Also absent from the programme, which will be shown at 7pm on Tuesdays, will be the French Impressionists. There is no room for Renoir, Monet, Degas or Cézanne. In their place will be less well known figures such as the German Renaissance painter and engraver Albrecht Dürer.

Phil Grabsky, executive producer of the series, said: "Some names immediately throw themselves forward. Da Vinci, Michelangelo and Raphael immediately suggested themselves. Where it became more interesting was which artists you could look at that people probably wouldn't know. They might turn on for Leonardo but not for Dürer, but we thought we had to balance it and take some risks."

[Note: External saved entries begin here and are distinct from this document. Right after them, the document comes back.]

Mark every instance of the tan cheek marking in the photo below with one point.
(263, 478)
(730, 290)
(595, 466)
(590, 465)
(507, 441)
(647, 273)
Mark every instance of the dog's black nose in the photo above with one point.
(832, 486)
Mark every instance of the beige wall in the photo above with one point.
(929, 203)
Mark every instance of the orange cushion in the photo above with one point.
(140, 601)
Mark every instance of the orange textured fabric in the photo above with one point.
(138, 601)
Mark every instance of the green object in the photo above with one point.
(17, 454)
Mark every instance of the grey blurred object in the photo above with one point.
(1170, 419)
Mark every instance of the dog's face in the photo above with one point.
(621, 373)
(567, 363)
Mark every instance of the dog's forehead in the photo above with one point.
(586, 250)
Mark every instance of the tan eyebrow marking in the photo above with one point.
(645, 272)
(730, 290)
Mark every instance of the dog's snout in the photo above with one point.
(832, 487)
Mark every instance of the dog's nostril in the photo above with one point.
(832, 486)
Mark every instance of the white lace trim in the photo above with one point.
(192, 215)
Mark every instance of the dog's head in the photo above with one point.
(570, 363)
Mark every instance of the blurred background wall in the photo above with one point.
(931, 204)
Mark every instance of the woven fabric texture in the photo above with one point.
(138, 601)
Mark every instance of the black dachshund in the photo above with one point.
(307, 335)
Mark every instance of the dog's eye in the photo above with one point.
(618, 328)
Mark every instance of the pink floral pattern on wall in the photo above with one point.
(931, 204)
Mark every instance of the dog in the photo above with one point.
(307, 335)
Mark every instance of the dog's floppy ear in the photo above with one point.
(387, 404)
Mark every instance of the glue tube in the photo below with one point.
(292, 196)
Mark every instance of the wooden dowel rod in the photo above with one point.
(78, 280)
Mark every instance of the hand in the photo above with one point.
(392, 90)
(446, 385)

Constable fell by the wayside when the programme makers realised there was no room both for him and Turner. Mr Grabsky said: "You can make cases for some individuals but, at the end of the day, you just keep coming back to certain names. Sometimes one has to accept that Leonardo and Michelangelo and Raphael are just extraordinary artists."

But what of Picasso? Apparently the artist, whose work commands the highest prices at auction, was too expensive to use in a programme because of the high costs of reproduction rights.

The 14 artists to be featured, in running order, are: Giotto; Leonardo; Dürer; Michelangelo; Raphael; Titian; Bruegel; El Greco; Rubens; Velazquez; Rembrant; Vermeer; Turner and Van Gogh.